クールな同期は、私にだけ甘い。
彼はいつもオフィスで着ているカッチリとしたスーツではなく、ネイビーの落ち着いたニットに、ゆったりとしたチノパン姿だった。
普段の彼からは想像できないラフな服装が、かえって彼本来の魅力を引き出している。
柔らかな素材のニットが、彼のしなやかな筋肉を際立たせ、その優しい色合いが彼の表情を一層穏やかに見せた。
私は思わず、高鳴る胸元に手を当てる。
いつものスーツ姿の蓮も素敵だけれど、今日の彼はもっと親密で、私の知らない「蓮」がそこにいた。
「琴音! 悪い、待った?」
蓮が近づき、優しく微笑む。

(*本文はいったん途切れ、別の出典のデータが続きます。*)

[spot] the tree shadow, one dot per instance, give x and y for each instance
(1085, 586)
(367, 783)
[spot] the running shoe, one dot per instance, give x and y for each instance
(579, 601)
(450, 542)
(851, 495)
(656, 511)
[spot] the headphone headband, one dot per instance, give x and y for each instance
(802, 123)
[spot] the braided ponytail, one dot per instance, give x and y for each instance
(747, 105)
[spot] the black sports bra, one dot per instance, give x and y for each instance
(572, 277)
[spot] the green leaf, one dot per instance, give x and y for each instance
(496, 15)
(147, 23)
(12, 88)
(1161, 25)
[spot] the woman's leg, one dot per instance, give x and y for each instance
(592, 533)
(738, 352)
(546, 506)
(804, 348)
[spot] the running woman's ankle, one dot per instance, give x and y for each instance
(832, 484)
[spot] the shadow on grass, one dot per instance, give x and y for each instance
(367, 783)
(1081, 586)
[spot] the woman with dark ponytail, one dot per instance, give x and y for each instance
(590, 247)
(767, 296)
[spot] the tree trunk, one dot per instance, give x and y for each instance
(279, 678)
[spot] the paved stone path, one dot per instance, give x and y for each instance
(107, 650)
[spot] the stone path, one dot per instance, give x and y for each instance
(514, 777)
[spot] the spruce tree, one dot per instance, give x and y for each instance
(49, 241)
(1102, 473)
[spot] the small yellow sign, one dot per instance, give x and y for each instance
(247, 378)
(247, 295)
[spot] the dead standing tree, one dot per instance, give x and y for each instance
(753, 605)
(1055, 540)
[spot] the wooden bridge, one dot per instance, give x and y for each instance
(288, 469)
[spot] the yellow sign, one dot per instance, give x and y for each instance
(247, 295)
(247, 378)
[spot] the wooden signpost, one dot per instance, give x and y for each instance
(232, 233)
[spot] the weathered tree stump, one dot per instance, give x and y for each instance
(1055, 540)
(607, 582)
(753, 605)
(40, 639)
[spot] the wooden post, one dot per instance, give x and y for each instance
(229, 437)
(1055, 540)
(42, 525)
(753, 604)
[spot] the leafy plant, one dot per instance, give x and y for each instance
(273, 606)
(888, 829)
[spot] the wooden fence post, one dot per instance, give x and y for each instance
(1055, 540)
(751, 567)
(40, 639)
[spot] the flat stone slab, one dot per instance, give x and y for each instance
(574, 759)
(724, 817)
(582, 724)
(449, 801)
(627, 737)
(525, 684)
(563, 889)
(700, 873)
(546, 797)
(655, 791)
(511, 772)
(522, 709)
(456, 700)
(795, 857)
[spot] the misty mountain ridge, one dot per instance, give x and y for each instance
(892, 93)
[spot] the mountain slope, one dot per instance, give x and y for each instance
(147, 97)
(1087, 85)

その笑顔を目にしたら、不思議と緊張がふっと解けた。
「ううん、私も今来たところ。蓮、今日の服装も素敵だね」
思わず口に出すと、蓮は照れたように少し目を伏せた。
「そうか? 琴音もその服、よく似合ってる。可愛いよ」
「っ!?」
蓮ったら、かっ、可愛いって……!
ストレートな言葉に、頬が一瞬で熱くなる。
「あっ、ありがとう……」
照れくさくなって俯く私に、蓮はフッと笑い、当然のように私の手をそっと繋いでくれた。
「それじゃあ、行こうか」
彼に手を引かれながら、私たちは並んで歩き出す。
「ねえ、今日はどこに行くの?」
「それは、着くまで内緒」
職場ではあまり見せることのない、いたずらっぽい笑みを浮かべる蓮。
そんな彼を、愛おしいなと思ってしまった。